# What Masculine traits would you say you have?



## leec (Oct 16, 2016)

can be anything

i would say

burping and eating steak.

neither male but often associated with male


----------



## TheDudeLebowski (Oct 10, 2017)

My cold black heart.


----------



## Cooper (Apr 18, 2008)

I got balls.


----------



## UpsideDownWorld11 (Feb 14, 2018)

Cooper said:


> I got balls.


I got hair on my balls.


----------



## Rlc307 (Jan 14, 2018)

I will give a few.
1.) I can do a sh*t load of manual work. I do the yardwork, big landscaping projects. And remodeling the house. Growing up I always saw the men do these things (besides my own mom).
2.) My sex drive. That is usually associated with men.
3.) I can throw down at a Chinese buffet.


----------



## .339971 (Sep 12, 2019)

I've become more of a leader, I've taken charge, I don't take any crap for very long and I work my butt off until I can't even stand.


----------



## southbound (Oct 31, 2010)

I suppose everything. I don’t have any traits I would call feminine, so I guess that makes all my traits masculine.


----------



## Affaircare (Jan 11, 2010)

I possess these masculine traits: courageous, goal-oriented, protective of those I love, physical, funny, action-oriented, sexual, intellectual, responsible, rational, strong in character, self-reliant, disciplined, honorable, competitive, sporty.


----------



## Personal (Jan 16, 2014)

I have a penis.


----------



## Elizabeth001 (May 18, 2015)

Personal said:


> I have a penis.




Me too! I keep in in my nightstand drawer 


Sent from my iPhone using Tapatalk


----------



## 269370 (Dec 17, 2016)

Elizabeth001 said:


> Me too!
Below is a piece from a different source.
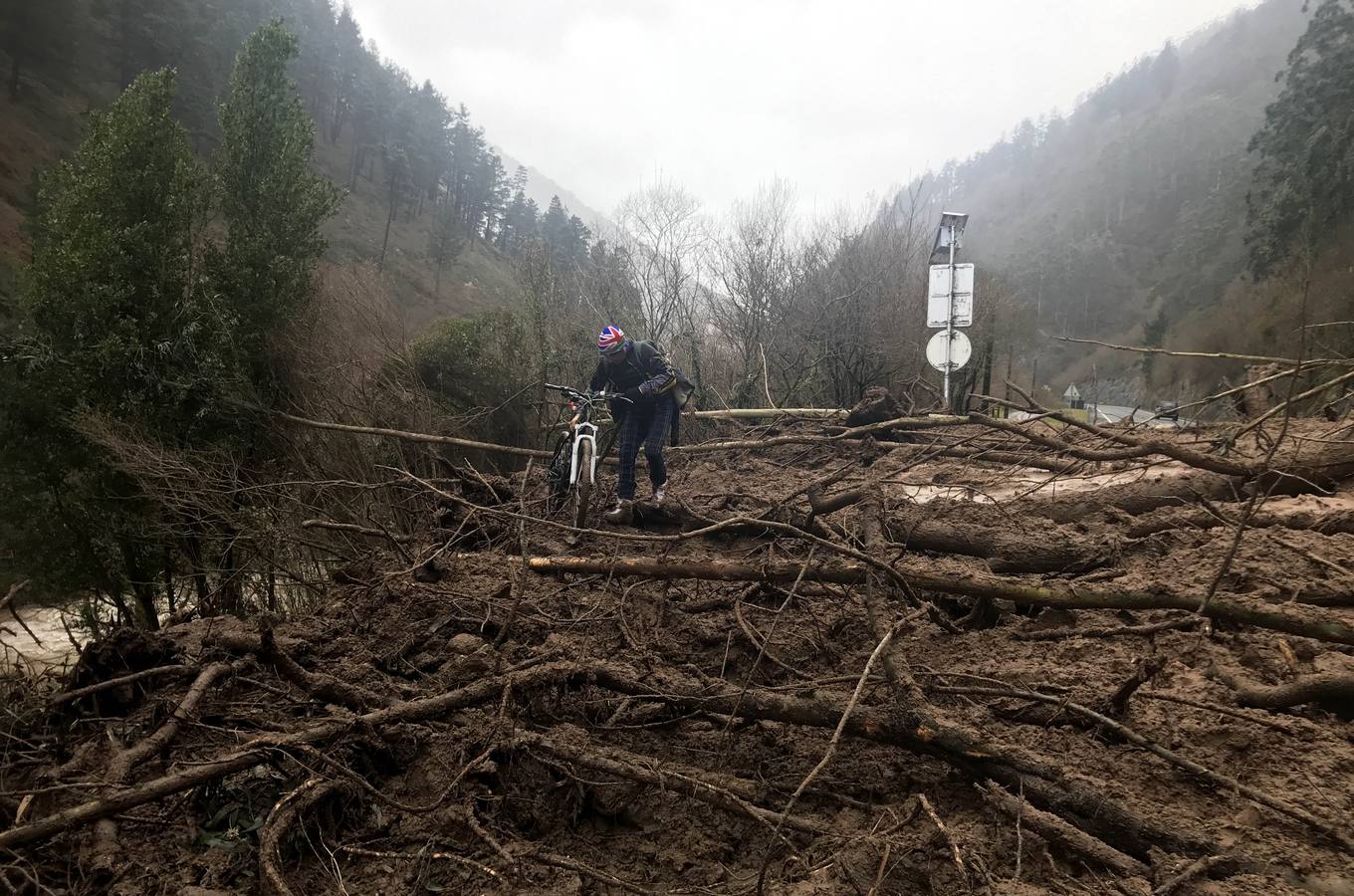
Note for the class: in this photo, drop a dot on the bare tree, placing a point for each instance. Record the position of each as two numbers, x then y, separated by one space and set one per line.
662 237
757 272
I keep in in my nightstand drawer
> 
> 
> Sent from my iPhone using Tapatalk



At least you don’t have to run down and make it a sammich  every time after it comes 


Sent from my iPhone using Tapatalk


----------



## Personal (Jan 16, 2014)

Elizabeth001 said:


> Me too! I keep in in my nightstand drawer


I hope you remember to give it some exercise. :wink2:


----------



## Elizabeth001 (May 18, 2015)

Personal said:


> I hope you remember to give it some exercise. :wink2:




I take for a walk from time to time 


Sent from my iPhone using Tapatalk


----------



## alte Dame (Aug 7, 2012)

When I get lost, I won't ask for directions.


----------



## Girl_power (Aug 11, 2018)

High sex drive. Goal oriented. Go getter.


----------



## Girl_power (Aug 11, 2018)

My penis is also in a drawer


----------



## 269370 (Dec 17, 2016)

Girl_power said:


> My penis is also in a drawer



Mine too. The whole thing won’t fit on the bed...


Sent from my iPhone using Tapatalk


----------